Predicting Long-Term Human Behaviors in Discrete Representations via Physics-Guided Diffusion
Zhitian Zhang, Anjian Li, Angelica Lim, Mo Chen
TL;DR
Addresses the problem of long-horizon human trajectory forecasting by modeling the future discrete action sequence as $p(A|S)$ conditioned on past states, with $S=ig\{X,C\big\}$, and decoding to continuous trajectories via a Hierarchical Action Quantization (HAQ) VQ-VAE. The method combines a two-level HAQ to discretize trajectories, a denoising diffusion probabilistic model to sample $A$ in the discrete space using analog-bits, and reachability guidance derived from Hamilton-Jacobi reachability to bias sampling toward physically feasible sequences. The three main contributions are: (1) HAQ encoder/decoder for context- and trajectory-conditioned discrete actions, (2) a DDPM-based diffusion model operating in the discrete latent space to approximate $p(A|S)$, and (3) reachability-guided sampling that imposes physical constraints without retraining classifiers. Evaluations on SSN and JRDB demonstrate superior long-term ADE/FDE performance and competitive multimodality, indicating the approach enables safe, multimodal long-horizon planning for robotics and autonomous systems.
Abstract
Long-term human trajectory prediction is a challenging yet critical task in robotics and autonomous systems. Prior work that studied how to predict accurate short-term human trajectories with only unimodal features often failed in long-term prediction. Reinforcement learning provides a good solution for learning human long-term behaviors but can suffer from challenges in data efficiency and optimization.

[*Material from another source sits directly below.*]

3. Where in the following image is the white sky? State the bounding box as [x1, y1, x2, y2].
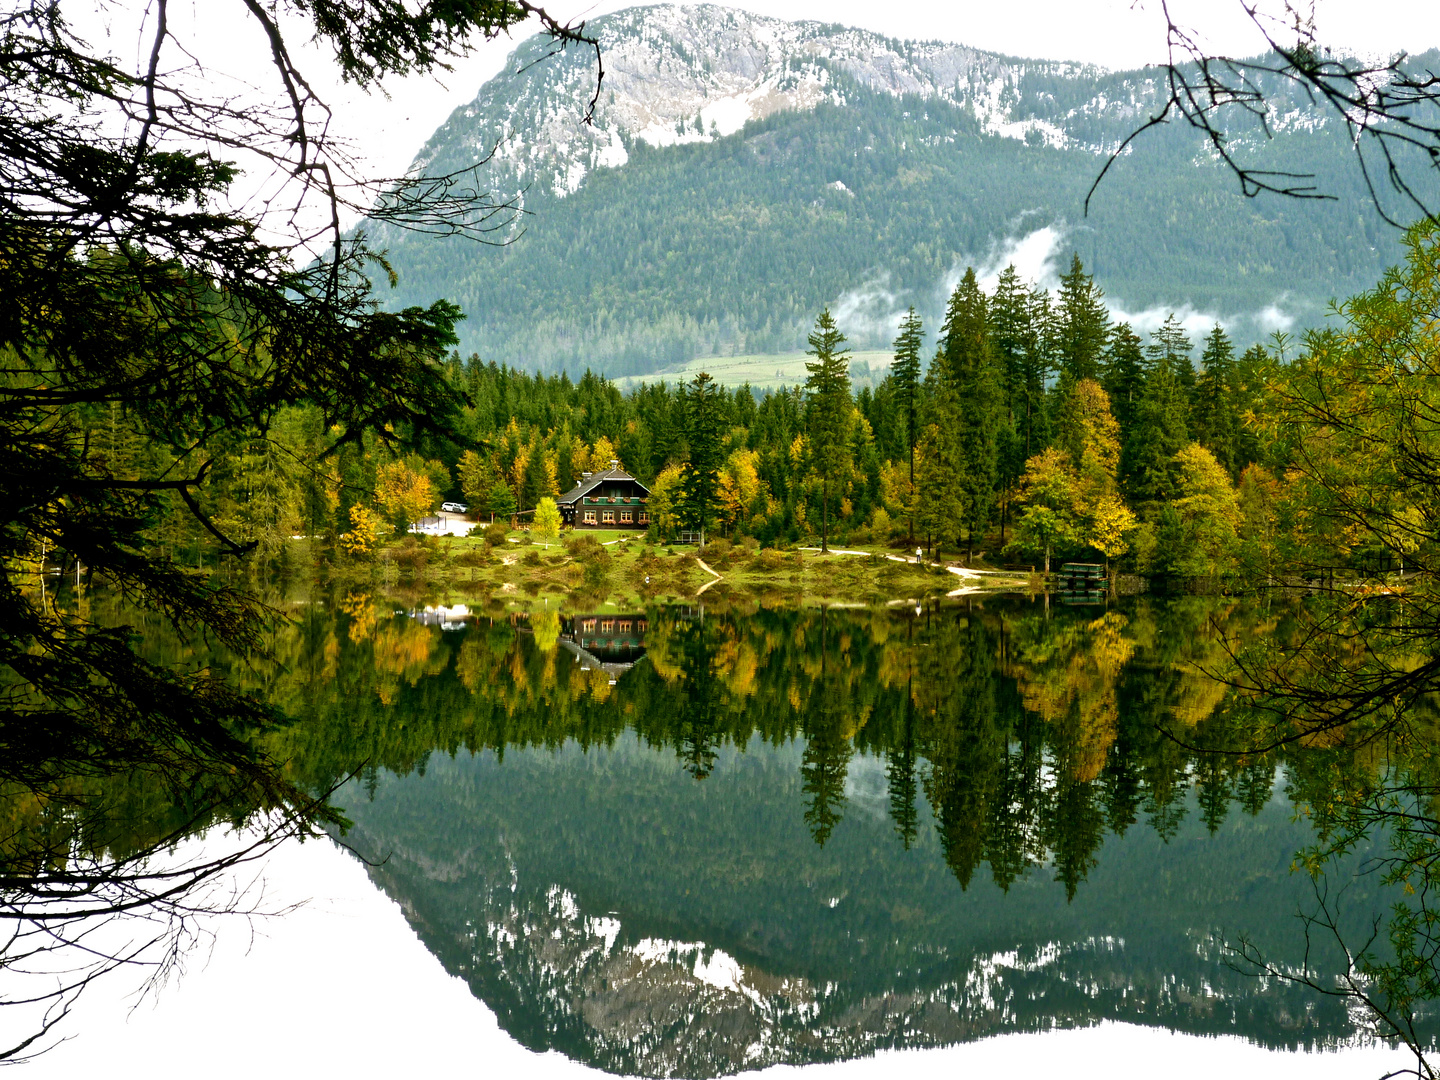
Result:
[69, 0, 1440, 204]
[312, 0, 1440, 183]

In this work, we propose a long-term human trajectory forecasting framework that leverages a guided diffusion model to generate diverse long-term human behaviors in a high-level latent action space, obtained via a hierarchical action quantization scheme using a VQ-VAE to discretize continuous trajectories and the available context. The latent actions are predicted by our guided diffusion model, which uses physics-inspired guidance at test time to constrain generated multimodal action distributions. Specifically, we use reachability analysis during the reverse denoising process to guide the diffusion steps toward physically feasible latent actions. We evaluate our framework on two publicly available human trajectory forecasting datasets: SFU-Store-Nav and JRDB, and extensive experimental results show that our framework achieves superior performance in long-term human trajectory forecasting.